The main strength of the paper is that it presents the various issues
faced in the design of XML query languages and then tries to address
some of these issues specifically. It lays down some guidelines for other
query languages that might be
designed.
But the drawback of the paper is that first of all, it is just a specification paper, and hence, there is no place for any evaluation of the language. Secondly, the language itself seems to have been designed hastily, and has ignored some of the issues brought forth by the authors themselves at the beginning. Moreover there is no discussion on how the queries could be optimized using their language or how practical the language is in a real-world implementation.
NiagaraCQ: A Scalable Continuous Query System for Internet Databases
This paper describes the design of an internet query engine for continuous queries which may be based on value or time. The query engine, NiagaraCQ, described here groups together queries on the basis of certain commonality features, and does common computation followed by result splitting for all queries within a group.
The main strength of the paper is that it uses many of traditional database
operations for optimizing the query computation and storage of intermediate
data. It allows incremental grouping of quries and allows the usage of
an internet query
language such as XML-QL.
The main weakness of the paper is that the grouping critrion used in the paper is somewhat specific and could be different in different scenarios. A more generalized approcah might be more benefitial. Also the experiments were conducted using a very small and specific data set, and the queries used were also artificial. It may be more interesting to see how this system behaves in a real web environment.
NiagaraCQ: A Scalable Continuous Query System for Internet Databases
Although most people in class argued that this paper was not organized
well and the experiments are too simple to be applicable on web environment.
We can still learn some good ideas in this paper. The basic point the authors
want to argue
is that the continuous queries on a web server share some common structures
or signatures. So we can group them based on their signatures. Unfortunately,
the paper only talks about two simple signatures. How to group queries
on a complicate signature is still a open topic. One problem I am really
concerned about the grouping policy is that the constant table also grows
incrementally. When the table size is close to the total number of possible
constant values in the data source, it will be no help to use the group
query plan. In particular, if the data source is very large, the jointed
group query plan may be very inefficient. One way out of this is to group
those most frequent queries only. We can in fact look a group as a dynamic
cache whose size if fixed. The replacement is based the execution frequency
of the queries. For the timer-based queries, the execution frequency is
obvious. But for the change-based queries, we need predict the frequency.

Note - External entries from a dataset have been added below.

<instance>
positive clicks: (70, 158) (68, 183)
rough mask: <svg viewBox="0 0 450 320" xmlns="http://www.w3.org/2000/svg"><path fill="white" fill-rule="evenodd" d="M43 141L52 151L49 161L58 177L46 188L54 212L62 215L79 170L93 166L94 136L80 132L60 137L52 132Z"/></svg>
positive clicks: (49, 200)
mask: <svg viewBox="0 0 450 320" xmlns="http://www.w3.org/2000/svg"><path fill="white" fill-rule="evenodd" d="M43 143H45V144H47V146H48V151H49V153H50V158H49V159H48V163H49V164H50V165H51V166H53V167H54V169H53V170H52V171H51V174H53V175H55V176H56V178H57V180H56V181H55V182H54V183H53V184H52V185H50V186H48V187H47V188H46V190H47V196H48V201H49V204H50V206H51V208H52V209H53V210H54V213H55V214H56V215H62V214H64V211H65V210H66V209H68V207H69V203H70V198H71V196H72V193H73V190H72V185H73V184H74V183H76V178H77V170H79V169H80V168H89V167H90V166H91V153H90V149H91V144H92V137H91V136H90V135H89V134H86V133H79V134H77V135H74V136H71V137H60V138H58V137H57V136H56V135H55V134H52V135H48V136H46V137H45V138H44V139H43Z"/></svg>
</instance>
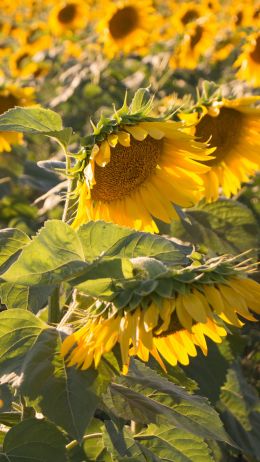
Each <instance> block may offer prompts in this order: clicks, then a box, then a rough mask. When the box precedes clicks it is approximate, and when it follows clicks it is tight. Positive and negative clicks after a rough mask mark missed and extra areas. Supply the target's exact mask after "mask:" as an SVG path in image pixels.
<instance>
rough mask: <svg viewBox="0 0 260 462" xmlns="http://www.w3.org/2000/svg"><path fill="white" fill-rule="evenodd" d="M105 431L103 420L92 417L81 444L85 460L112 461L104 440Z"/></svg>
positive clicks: (104, 435)
mask: <svg viewBox="0 0 260 462" xmlns="http://www.w3.org/2000/svg"><path fill="white" fill-rule="evenodd" d="M105 433H106V429H105V427H104V424H103V422H102V421H100V420H98V419H93V420H92V422H91V424H90V425H89V426H88V430H87V432H86V433H85V435H84V442H83V444H82V448H83V450H84V454H85V458H86V461H87V462H90V461H91V462H92V461H97V462H101V461H102V462H112V459H111V456H110V454H109V452H108V451H107V448H106V445H105V442H104V436H105Z"/></svg>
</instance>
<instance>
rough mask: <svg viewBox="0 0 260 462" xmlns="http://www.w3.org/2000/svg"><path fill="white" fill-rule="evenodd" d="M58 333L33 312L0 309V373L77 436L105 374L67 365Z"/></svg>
mask: <svg viewBox="0 0 260 462" xmlns="http://www.w3.org/2000/svg"><path fill="white" fill-rule="evenodd" d="M61 341H62V339H61V333H60V332H58V331H57V330H56V329H54V328H51V327H48V326H47V324H45V323H44V322H42V321H41V320H40V319H39V318H37V317H36V316H34V315H33V314H32V313H30V312H28V311H25V310H19V316H18V315H17V310H8V311H5V312H3V313H0V343H1V354H0V377H1V382H2V383H11V384H12V385H13V386H14V387H15V388H18V389H19V390H20V392H21V393H22V394H23V395H25V396H27V397H28V398H29V399H30V400H31V401H34V400H36V401H37V403H38V406H40V409H41V411H42V412H43V413H44V415H46V416H47V417H48V418H49V419H50V420H51V421H53V422H55V423H56V424H57V425H59V426H61V427H63V428H65V429H66V430H67V432H68V433H69V434H71V435H72V436H73V437H74V438H76V439H78V440H80V439H81V438H82V436H83V434H84V431H85V429H86V427H87V425H88V423H89V422H90V421H91V419H92V417H93V414H94V412H95V409H96V407H97V404H98V401H99V398H98V394H100V392H101V391H102V390H103V387H106V385H107V380H108V378H107V377H106V376H105V375H104V376H102V375H101V374H102V371H101V373H100V374H98V373H97V371H95V370H93V369H90V370H88V371H84V372H83V371H79V370H77V369H76V368H73V367H70V368H67V367H66V366H65V363H64V359H63V358H62V357H61V354H60V348H61Z"/></svg>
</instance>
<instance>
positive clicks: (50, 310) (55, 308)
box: [48, 286, 60, 324]
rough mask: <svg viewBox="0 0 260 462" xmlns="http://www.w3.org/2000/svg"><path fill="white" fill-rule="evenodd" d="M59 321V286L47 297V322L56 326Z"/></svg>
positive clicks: (59, 310)
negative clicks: (56, 324)
mask: <svg viewBox="0 0 260 462" xmlns="http://www.w3.org/2000/svg"><path fill="white" fill-rule="evenodd" d="M59 321H60V286H57V287H55V289H54V291H53V293H52V294H51V296H50V297H49V306H48V322H49V323H50V324H57V323H58V322H59Z"/></svg>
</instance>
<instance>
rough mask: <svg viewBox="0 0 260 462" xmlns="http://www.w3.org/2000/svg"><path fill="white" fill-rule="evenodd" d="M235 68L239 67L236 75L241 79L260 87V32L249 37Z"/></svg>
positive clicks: (257, 86)
mask: <svg viewBox="0 0 260 462" xmlns="http://www.w3.org/2000/svg"><path fill="white" fill-rule="evenodd" d="M234 66H235V67H239V69H238V71H237V74H236V75H237V77H238V78H239V79H241V80H246V81H247V82H248V83H249V84H251V85H252V86H254V87H259V86H260V32H258V33H254V34H251V35H250V36H249V37H248V40H247V42H246V44H245V45H244V47H243V51H242V53H241V54H240V56H239V57H238V59H237V60H236V62H235V64H234Z"/></svg>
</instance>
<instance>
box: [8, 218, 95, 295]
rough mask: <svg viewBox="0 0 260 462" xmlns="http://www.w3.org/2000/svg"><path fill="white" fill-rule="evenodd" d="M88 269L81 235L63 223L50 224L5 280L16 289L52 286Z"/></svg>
mask: <svg viewBox="0 0 260 462" xmlns="http://www.w3.org/2000/svg"><path fill="white" fill-rule="evenodd" d="M86 266H87V264H86V263H85V262H84V253H83V250H82V245H81V242H80V240H79V238H78V236H77V233H76V232H75V231H74V230H73V229H72V228H71V227H70V226H69V225H67V224H66V223H63V222H62V221H60V220H50V221H47V222H46V223H45V226H44V227H43V228H41V230H40V232H39V234H38V235H37V236H35V237H34V238H33V239H32V241H31V242H30V244H29V245H27V246H26V247H25V248H24V249H23V251H22V253H21V255H20V256H19V258H18V259H17V261H16V262H15V263H14V264H13V265H12V266H11V267H10V268H9V270H7V272H5V273H4V274H3V275H2V277H3V279H4V280H5V281H7V282H12V283H15V284H16V285H17V284H18V285H28V286H32V285H43V286H44V285H52V284H55V283H59V282H61V281H64V280H66V279H67V278H69V277H71V275H75V273H77V271H79V270H82V269H83V268H85V267H86Z"/></svg>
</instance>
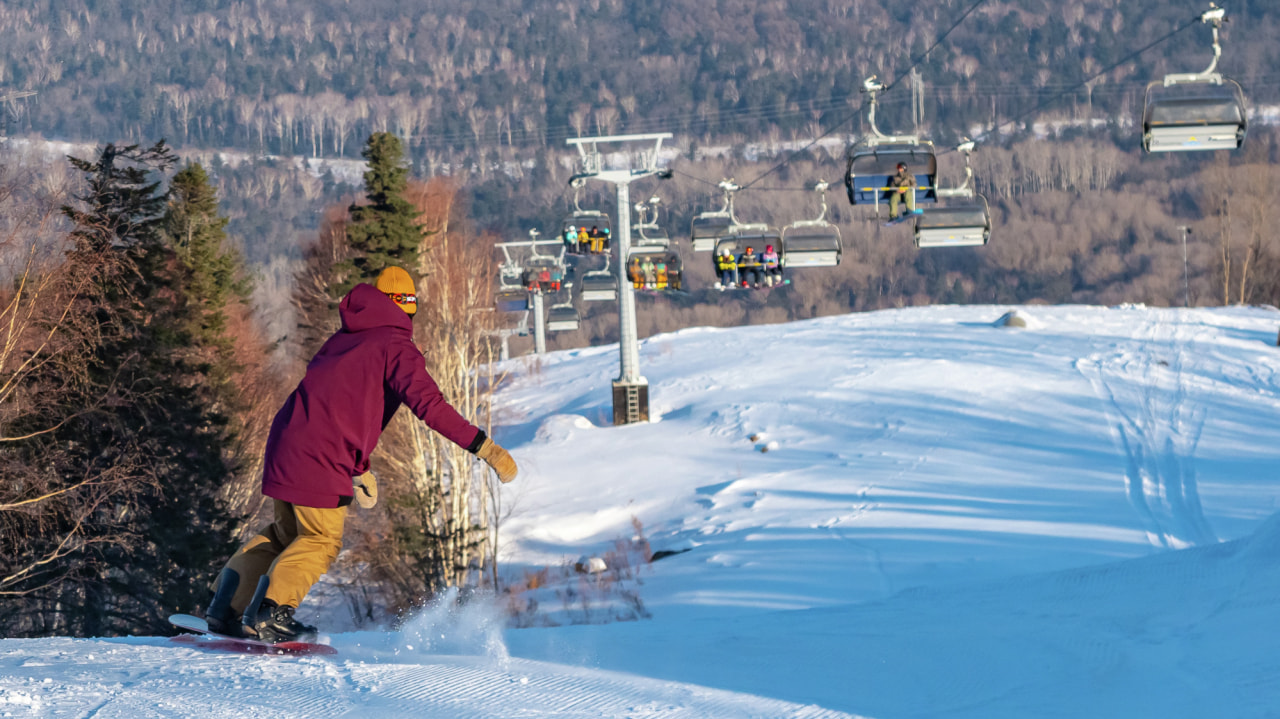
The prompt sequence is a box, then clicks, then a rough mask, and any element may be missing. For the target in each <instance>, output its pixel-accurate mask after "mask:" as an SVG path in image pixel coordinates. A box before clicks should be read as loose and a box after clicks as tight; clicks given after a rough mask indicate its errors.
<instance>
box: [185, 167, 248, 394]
mask: <svg viewBox="0 0 1280 719" xmlns="http://www.w3.org/2000/svg"><path fill="white" fill-rule="evenodd" d="M227 221H228V220H227V217H224V216H221V215H219V214H218V196H216V192H215V189H214V187H212V184H210V180H209V174H207V173H205V169H204V166H201V165H200V164H198V162H197V164H191V165H187V166H186V168H183V169H182V170H179V171H178V173H177V174H175V175H174V177H173V180H172V182H170V183H169V203H168V210H166V211H165V216H164V223H163V230H164V239H165V243H166V244H168V247H169V248H170V249H172V251H173V252H174V253H175V255H177V257H178V262H179V264H180V267H182V296H183V299H184V302H186V308H184V310H186V313H187V322H188V324H187V328H186V331H187V334H188V335H189V336H191V339H192V343H193V349H195V351H196V354H198V356H201V357H202V359H204V363H205V370H206V374H207V376H209V379H210V380H211V381H212V384H214V386H215V388H218V389H219V390H220V393H221V394H230V393H233V391H234V390H233V389H232V388H230V385H229V383H230V379H232V376H233V375H234V374H236V372H237V371H238V367H237V365H236V361H234V357H233V344H234V343H233V340H232V338H230V336H229V335H228V331H229V328H228V322H229V317H228V312H229V308H230V306H232V304H233V303H236V302H243V301H247V299H248V297H250V293H251V290H252V287H251V283H250V279H248V274H247V273H246V269H244V260H243V257H242V256H241V253H239V252H238V251H237V249H236V248H232V247H227ZM228 399H230V398H228Z"/></svg>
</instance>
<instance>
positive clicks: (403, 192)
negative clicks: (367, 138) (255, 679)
mask: <svg viewBox="0 0 1280 719" xmlns="http://www.w3.org/2000/svg"><path fill="white" fill-rule="evenodd" d="M361 155H362V156H364V157H365V160H367V161H369V170H367V171H366V173H365V196H366V198H367V200H369V203H367V205H352V206H351V220H352V221H351V225H349V226H348V228H347V238H348V241H349V243H351V249H352V251H353V252H355V257H353V258H352V260H349V261H348V262H343V264H342V265H340V266H339V267H338V273H337V278H335V279H337V281H335V283H334V284H333V289H334V296H335V297H342V296H343V294H346V293H347V292H348V290H349V289H351V288H352V287H355V285H356V283H358V281H361V280H362V279H365V278H371V276H374V275H376V274H378V273H380V271H381V270H383V269H384V267H388V266H390V265H399V266H402V267H404V269H406V270H408V271H410V273H416V267H417V251H419V246H420V244H421V242H422V228H421V225H420V224H419V219H417V211H416V210H415V209H413V205H412V203H411V202H410V201H408V200H406V198H404V191H406V189H407V188H408V166H407V165H406V164H404V148H403V146H402V145H401V141H399V138H398V137H396V136H394V134H390V133H387V132H376V133H374V134H371V136H369V142H367V143H365V150H364V151H362V152H361Z"/></svg>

To apply the ideas to web proxies, we are expecting both the servers and the proxies to support query grouping. However the queries on a server could be a complicate join query from a proxy. Assuming the the grouping works well in the proxies and there are not so many different grouped queries, the server can apply more aggressive optimization to the query groups from proxies.On the other hand, we are expecting to reduce the communication traffic between servers and proxies if only intermediate results of q query group need to be passed from server to proxy.